Seems the inter-token latency is lower than TPOT. Basically, inter-token latency takes TTFT into the consideration and should be higher than TPOT. However the data shows different result. I have not looked at the code yet and I will try to figure this out
root@fb5250e2ae4c:/workspace# python3 vllm/benchmarks/benchmark_serving.py --backend vllm --dataset-name sharegpt --dataset-path ./ShareGPT_V3_unfiltered_cleaned_split.json --model meta-llama/Llama-2-7b-chat-hf --num-prompts 200 --endpoint /v1/completions --tokenizer meta-llama/Llama-2-7b-chat-hf --save-result 2>&1 | tee benchmark_serving.txt
Namespace(backend='vllm', base_url=None, host='localhost', port=8000, endpoint='/v1/completions', dataset=None, dataset_name='sharegpt', dataset_path='./ShareGPT_V3_unfiltered_cleaned_split.json', model='meta-llama/Llama-2-7b-chat-hf', tokenizer='meta-llama/Llama-2-7b-chat-hf', best_of=1, use_beam_search=False, num_prompts=200, sharegpt_output_len=None, sonnet_input_len=550, sonnet_output_len=150, sonnet_prefix_len=200, random_input_len=1024, random_output_len=128, random_range_ratio=1.0, request_rate=inf, seed=0, trust_remote_code=False, disable_tqdm=False, save_result=True, metadata=None, result_dir=None, result_filename=None)
Starting initial single prompt test run...

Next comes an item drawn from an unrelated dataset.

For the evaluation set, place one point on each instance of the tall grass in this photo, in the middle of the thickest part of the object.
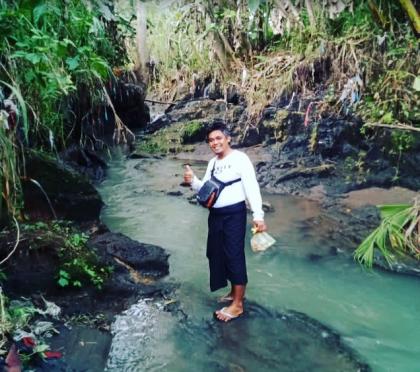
(51, 51)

Initial test run completed. Starting main benchmark run...
Traffic request rate: inf
100%|███████████████████████████████████████████████████████████████████████████████████████████████████████████████████████████| 200/200 [01:12<00:00, 2.74it/s]s
============ Serving Benchmark Result ============
Successful requests: 200
Benchmark duration (s): 72.96
Total input tokens: 49490
Total generated tokens: 41078
Request throughput (req/s): 2.74
Input token throughput (tok/s): 678.34
Output token throughput (tok/s): 563.04
---------------Time to First Token----------------
Mean TTFT (ms): 3594.18
Median TTFT (ms): 3685.95
P99 TTFT (ms): 7361.98
-----Time per Output Token (excl. 1st token)------
Mean TPOT (ms): 186.90
Median TPOT (ms): 121.63
P99 TPOT (ms): 966.47
---------------Inter-token Latency----------------
Mean ITL (ms): 121.20
Median ITL (ms): 92.91
P99 ITL (ms): 310.89
==================================================
Observed similar results on my experiments. It seems like TPOT is calculated with the final "[Done]" latency included, whereas ITL does not include the final latency, as shown here. Would like some more explanation on the difference between these metrics.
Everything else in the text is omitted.